In later times, sandal-wood has been extensively collected in the Hawaiian or Sandwich Islands, where its existence was first pointed out about the year 1778, from _Santalum Freycinetianum_ Gaud. and _S. pyrularium_ A. Gray;[2244] in the Viti or Fiji Islands from _S. Yasi_ Seem.; in New Caledonia from _S. austro-caledonicum_, Vieill;[2245] and in Western Australia from _Fusanus spicatus_ Br. (_Santalum spicatum_ DC., _S. cygnorum_ Miq.).[2246] The mother plants of _Japanese_ and _West Indian_ sandal-wood are not known to us.

In India the sandal-wood tree is protected by Government, and is the source of a profitable commerce. In other countries it has been left to itself, and has usually been extirpated, at least from all accessible places, within a few years of its discovery.

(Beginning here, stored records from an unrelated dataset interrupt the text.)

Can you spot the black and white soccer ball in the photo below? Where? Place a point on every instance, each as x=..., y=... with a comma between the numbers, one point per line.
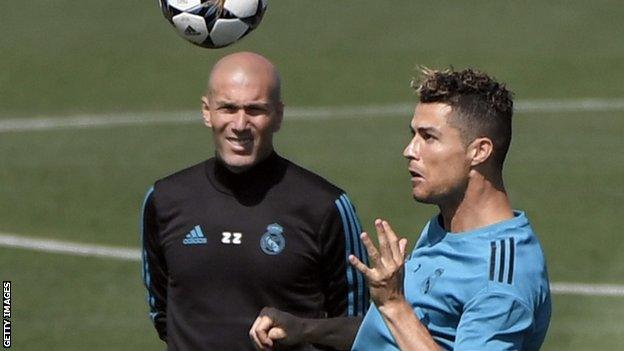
x=213, y=23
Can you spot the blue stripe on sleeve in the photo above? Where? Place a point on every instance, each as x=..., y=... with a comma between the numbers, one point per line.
x=145, y=272
x=359, y=252
x=345, y=226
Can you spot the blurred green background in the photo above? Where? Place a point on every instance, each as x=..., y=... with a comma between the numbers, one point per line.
x=69, y=59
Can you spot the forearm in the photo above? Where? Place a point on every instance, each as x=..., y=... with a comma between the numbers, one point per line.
x=406, y=328
x=337, y=333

=History=—Sandal-wood, the Sanskrit name for which, _Chandana_, has passed into many of the languages of India, is mentioned in the _Nirukta_ or writings of Yaska, the oldest Vedic commentary extant, written not later than the 5th century B.C. The wood is also referred to in the ancient Sanskrit epic poems, the _Rāmāyana_ and _Mahabharata_, parts of which may be of nearly as early date.

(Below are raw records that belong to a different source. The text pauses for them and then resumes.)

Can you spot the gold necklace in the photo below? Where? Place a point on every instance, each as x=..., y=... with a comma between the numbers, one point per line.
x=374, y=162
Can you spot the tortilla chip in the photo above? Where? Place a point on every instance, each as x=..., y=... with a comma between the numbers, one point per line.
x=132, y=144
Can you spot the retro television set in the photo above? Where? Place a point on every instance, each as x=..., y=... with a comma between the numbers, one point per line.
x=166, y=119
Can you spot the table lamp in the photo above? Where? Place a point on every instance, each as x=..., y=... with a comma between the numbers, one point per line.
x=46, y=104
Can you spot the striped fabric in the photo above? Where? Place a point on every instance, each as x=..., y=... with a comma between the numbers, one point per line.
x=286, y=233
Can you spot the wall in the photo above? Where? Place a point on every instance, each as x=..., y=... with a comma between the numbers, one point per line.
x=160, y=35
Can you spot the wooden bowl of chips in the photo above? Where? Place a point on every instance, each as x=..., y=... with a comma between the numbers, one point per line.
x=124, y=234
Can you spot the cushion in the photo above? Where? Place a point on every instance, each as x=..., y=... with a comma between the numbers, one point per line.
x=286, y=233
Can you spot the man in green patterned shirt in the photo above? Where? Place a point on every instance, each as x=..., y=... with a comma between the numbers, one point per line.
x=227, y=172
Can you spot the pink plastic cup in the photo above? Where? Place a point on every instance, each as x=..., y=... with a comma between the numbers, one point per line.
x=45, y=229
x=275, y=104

The author of the _Periplus of the Erythrean Sea_, written about the middle of the 1st century, enumerates sandal-wood (Ξύλα σαγαλίνα) among the Indian commodities imported into Omana in the Persian Gulf.[2247]

The Τζανδάνα mentioned towards the middle of the 6th century by Cosmas Indicopleustes,[2248] as brought to Taprobane (Ceylon) from China and other emporia, was probably the wood under consideration. In Ceylon its essential oil was used as early as the 9th century in embalming the corpses of the princes.